Pandas Dataframe and jagged arrays in different branches

A single Pandas DataFrame cannot represent flattened data with different numbers of values in each event. You'll have to create one DataFrame for electrons, one DataFrame for muons, etc., if you use flatten=True. It is normal to work with multiple DataFrames—there are many merging options.

You could set flatten=False to get a Python list of values in each cell. Then a single DataFrame could hold data from different particles because Python lists can have different lengths. The DataFrame method for applying a function to each row is called apply.

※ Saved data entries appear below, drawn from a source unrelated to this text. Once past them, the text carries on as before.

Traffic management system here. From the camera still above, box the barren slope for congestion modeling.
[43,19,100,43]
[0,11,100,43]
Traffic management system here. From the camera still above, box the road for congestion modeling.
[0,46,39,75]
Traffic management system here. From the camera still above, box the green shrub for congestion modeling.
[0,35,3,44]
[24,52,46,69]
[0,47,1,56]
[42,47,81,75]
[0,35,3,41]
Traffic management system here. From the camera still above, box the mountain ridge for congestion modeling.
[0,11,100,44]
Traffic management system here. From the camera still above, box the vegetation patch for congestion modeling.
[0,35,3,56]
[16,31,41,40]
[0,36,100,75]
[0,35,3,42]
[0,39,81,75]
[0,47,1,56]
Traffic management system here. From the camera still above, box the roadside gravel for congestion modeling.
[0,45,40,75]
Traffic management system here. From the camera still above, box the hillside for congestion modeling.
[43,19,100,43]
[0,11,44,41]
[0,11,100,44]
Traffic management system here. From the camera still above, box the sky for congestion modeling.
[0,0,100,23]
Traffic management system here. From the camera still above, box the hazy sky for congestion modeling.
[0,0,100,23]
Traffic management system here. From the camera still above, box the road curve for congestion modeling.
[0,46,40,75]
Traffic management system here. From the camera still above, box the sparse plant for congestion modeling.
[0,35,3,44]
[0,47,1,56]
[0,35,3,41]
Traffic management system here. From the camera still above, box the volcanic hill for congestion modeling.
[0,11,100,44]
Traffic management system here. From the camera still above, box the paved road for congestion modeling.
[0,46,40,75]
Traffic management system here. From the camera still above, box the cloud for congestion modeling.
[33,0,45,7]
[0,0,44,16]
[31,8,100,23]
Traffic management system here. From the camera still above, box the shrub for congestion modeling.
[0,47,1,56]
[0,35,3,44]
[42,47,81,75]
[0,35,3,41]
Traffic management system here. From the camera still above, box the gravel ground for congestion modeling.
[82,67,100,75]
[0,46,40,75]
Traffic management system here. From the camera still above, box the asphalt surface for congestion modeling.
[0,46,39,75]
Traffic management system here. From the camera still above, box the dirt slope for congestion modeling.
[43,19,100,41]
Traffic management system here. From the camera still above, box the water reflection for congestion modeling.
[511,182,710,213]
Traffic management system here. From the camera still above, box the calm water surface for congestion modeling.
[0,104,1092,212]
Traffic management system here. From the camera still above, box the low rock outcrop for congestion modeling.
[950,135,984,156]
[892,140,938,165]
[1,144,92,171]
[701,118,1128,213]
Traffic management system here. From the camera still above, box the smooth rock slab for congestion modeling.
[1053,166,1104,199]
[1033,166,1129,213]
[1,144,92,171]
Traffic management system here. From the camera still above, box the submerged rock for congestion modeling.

However, if you set flatten=False or do a Pandas apply, you're just doing a Python for-loop: you gain nothing from compiled functions or vectorization. If you're okay with that (speed is not an issue), you could cut out the middleman and just do a for-loop over the jagged array:

for outer in jagged_array:
    for inner in outer:
        f(inner)

or similarly with indexes:

for i in range(len(jagged_array)):
    for j in range(len(jagged_array[i])):
        f(jagged_array[i][j])

or you could get out of awkward array entirely with jagged_array.tolist(), which turns it into lists of lists. Plain Python lists will be quite a bit faster than doing for loops directly on the jagged array (because the lookup is simpler; less code).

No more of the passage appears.